If we are harsh and judgmental, then the
people who see us will conclude that the church is harsh and
judgmental.
If we are insincere - if our words don't
square with our actions - then the people who see us will conclude that
the church is a bunch of hypocrites (how many time have you heard that
criticism?).
If, on the other hand, we are open, and
accepting and giving and ready to listen, then the person outside the
church may just believe that becoming a follower of Christ might actually
be a good thing.
If Christianity is to be attractive to those
outside the church, then we who are inside need to find a way to be
compassionate, soft-hearted and kind to people who are not only different
from us, but even hostile to us.
For those of us who define what it means to
be the church in traditional, time-honored ways, this can sometimes be a
tall order.
In fact, it is not surprising that this
process has been described as the hardest thing in the world to get right.

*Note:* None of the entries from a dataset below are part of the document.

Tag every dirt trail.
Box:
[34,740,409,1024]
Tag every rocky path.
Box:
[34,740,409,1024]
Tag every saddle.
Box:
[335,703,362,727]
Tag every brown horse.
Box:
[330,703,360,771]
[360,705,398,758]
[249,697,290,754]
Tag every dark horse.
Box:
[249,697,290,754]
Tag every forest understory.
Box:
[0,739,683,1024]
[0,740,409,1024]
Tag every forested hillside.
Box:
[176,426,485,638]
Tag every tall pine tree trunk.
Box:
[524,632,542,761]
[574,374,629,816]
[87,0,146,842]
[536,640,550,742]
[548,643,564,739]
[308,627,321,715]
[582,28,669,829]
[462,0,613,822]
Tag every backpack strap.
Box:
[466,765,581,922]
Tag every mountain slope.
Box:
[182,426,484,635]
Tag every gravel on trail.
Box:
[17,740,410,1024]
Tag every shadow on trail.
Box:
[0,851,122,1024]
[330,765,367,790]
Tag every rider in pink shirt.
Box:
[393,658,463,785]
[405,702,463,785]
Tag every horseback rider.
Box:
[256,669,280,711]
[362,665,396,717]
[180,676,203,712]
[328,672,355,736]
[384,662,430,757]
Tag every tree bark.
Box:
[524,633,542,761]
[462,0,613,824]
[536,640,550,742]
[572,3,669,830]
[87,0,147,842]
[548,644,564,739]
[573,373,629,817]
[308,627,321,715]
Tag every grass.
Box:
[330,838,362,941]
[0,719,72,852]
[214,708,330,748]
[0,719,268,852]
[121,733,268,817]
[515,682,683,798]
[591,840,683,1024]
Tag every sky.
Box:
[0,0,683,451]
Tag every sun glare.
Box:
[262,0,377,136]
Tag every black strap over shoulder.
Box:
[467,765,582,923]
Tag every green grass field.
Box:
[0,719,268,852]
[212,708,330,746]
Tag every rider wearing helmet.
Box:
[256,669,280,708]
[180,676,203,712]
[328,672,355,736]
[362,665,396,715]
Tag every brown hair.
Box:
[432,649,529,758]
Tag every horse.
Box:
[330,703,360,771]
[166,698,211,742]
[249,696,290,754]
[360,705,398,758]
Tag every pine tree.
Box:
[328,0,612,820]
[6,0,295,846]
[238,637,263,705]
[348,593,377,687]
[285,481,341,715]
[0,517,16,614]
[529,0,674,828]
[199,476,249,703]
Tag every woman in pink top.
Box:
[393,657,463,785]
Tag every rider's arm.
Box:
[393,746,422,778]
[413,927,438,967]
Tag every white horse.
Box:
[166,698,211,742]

You and I love the church the way it is. Most of us have grown up in the
church. So when we hear the kind of criticism I've been talking about
this morning it makes us uncomfortable.
Speaking for myself, when I read or hear that
there is a whole generation of people "out there" who find my definition
of what it means to be the church to be unappealing, it knocks me back on
my heels.
Church, for me - and I'm guessing for most of
you - means familiar programming. It means worship on Sunday with hymns
and liturgies and anthems and a sermon; it means Sunday school and youth
fellowship and boards and committees; it means ham suppers and discussion
groups and Bible studies. These are the things that we church people do
in order to carry out that great commission Jesus issued. It's the model
we have followed for decades - centuries in some places.
So when I hear people saying that programming
is not the answer, that expecting non-church people - particularly young
non-church people - to join in our programming is similar to the New
England missionaries arriving in Hawaii in 1920 and expecting native
Hawaiians to throw away everything about their culture and adopt a new one,
I can accept what they are saying, but it makes me plenty uneasy. I find
myself unsure of what to do with that information.
Some have suggested that what we need is a
clean slate. That we need to pretend that the last 2,000 years of
organized Christianity never happened, and then, using the model of just
who Jesus was, the way he lived and what he taught his disciples, put
aside our preconceived notions and try to discern, from the principles
Jesus gave us, what we his disciples ought to be doing in the world
today.
I suspect that they are correct.
The question, then, is this: if we started
with a clean slate and proceeded from there, and built a church based on
the life and teachings of Jesus, would we end up with something similar to
the church we attend now? Or would our new church be something entirely
different?
I don't know. What I do know, however, is
that if we want to respond to Jesus' great commission; if we want to
invite people outside the church to make the same discovery that you and I
have made in our faith journey; if we want to help people discover the God
of light and of goodness, of mercy and of compassion, of justice and of
reconciliation, then we need to find ways to do that without imposing our
own cultural values or our own traditions in the process.
We need to find new ways to enable others to
make their discovery freely and joyfully. Hopefully, with the leading of
the Holy Spirit, we will be willing to risk doing that very thing.